The pharynx serves as a site for both digestion and respiratory purposes. It helps in directing food and air to the oesophagus and larynx, respectively.
Development of Pharynx
All vertebrates possess pharynx. It is developed during the fourth and fifth weeks of gestation. The pharyngeal apparatus are present on either side of the head in a developing embryo. These apparatus consist of clefts, pouches and membranes that help in the development of the head and neck. The pharynx arises from the arches of the pharyngeal apparatus.
Pharynx and Kidney
End-stage renal disease (ESRD) is a serious condition where the affected person’s kidney stops functioning, and they need to go for lifetime dialysis or kidney transplantation to continue their life.

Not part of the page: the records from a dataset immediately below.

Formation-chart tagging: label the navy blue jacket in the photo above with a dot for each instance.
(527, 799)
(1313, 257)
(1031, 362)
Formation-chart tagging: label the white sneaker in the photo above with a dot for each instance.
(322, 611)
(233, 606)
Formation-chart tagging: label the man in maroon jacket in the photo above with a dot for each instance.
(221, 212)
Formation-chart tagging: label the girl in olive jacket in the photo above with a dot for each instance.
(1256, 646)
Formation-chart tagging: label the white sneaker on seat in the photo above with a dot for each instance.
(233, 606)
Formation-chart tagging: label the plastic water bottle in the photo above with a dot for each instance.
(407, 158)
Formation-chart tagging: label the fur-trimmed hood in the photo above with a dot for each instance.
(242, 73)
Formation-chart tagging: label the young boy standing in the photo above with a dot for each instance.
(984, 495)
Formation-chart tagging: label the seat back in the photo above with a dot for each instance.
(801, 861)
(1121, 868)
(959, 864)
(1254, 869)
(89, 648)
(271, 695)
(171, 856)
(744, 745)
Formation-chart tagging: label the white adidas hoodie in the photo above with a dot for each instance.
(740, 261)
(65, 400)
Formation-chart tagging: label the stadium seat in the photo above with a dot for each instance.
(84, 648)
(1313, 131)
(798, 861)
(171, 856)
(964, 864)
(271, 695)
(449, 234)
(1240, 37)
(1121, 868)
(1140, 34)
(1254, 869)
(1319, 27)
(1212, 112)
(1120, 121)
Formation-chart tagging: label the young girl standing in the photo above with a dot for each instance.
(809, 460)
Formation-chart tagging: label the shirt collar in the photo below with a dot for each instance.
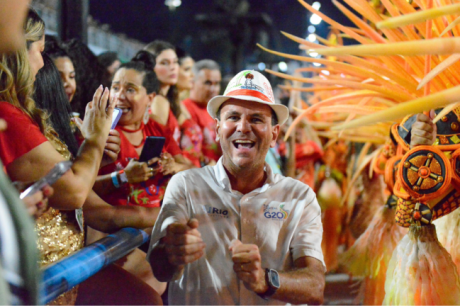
(223, 180)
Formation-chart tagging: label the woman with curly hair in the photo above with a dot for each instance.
(60, 227)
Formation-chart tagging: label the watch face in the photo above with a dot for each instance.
(274, 279)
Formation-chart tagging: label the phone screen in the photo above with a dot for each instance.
(115, 117)
(152, 148)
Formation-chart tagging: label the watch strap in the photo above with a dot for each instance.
(123, 177)
(115, 179)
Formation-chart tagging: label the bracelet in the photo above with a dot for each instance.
(115, 179)
(123, 177)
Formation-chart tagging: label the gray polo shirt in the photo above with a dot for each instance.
(282, 218)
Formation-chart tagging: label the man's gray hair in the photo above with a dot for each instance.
(205, 64)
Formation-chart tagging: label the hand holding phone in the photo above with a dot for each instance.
(137, 172)
(59, 170)
(153, 147)
(115, 117)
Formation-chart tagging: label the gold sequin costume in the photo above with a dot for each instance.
(58, 232)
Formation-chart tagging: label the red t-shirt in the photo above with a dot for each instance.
(21, 136)
(191, 141)
(148, 193)
(199, 114)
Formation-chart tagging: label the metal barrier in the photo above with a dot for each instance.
(71, 271)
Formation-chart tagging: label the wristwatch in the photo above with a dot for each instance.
(273, 282)
(123, 177)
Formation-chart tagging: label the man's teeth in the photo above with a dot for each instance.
(244, 143)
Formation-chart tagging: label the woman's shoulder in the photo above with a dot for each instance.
(160, 109)
(15, 116)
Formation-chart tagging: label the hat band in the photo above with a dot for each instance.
(248, 92)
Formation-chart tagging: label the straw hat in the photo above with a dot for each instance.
(249, 86)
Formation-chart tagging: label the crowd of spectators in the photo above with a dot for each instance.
(57, 101)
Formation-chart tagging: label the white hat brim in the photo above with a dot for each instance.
(281, 111)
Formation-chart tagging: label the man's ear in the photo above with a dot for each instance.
(275, 134)
(217, 129)
(151, 98)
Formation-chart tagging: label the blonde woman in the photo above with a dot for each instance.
(30, 148)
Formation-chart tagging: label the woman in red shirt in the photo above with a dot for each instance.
(166, 108)
(129, 182)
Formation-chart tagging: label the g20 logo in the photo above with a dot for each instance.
(275, 215)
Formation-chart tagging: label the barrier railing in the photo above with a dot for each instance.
(71, 271)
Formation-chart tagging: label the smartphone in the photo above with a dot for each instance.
(48, 179)
(115, 117)
(152, 148)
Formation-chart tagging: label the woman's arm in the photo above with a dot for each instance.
(107, 218)
(160, 110)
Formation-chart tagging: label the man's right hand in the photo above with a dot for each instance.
(98, 116)
(183, 243)
(423, 130)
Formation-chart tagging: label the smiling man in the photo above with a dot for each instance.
(235, 233)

Sleep apnea is a condition that is seen very commonly in people affected with ESRD. The pharynx and the associated respiratory tract narrow down during sleep apnea which leads to difficulty in breathing.
A human kidney is divided into medulla and cortex, the nephron being the functional unit. A simple kidney diagram will help you to understand the mechanism of filtration and excretion by the kidney. In ESRD, the nephrons are slowly destructed, and the glomerular filtration rate is decreased progressively. Hypertension and diabetes mellitus are the leading causes of ESRD.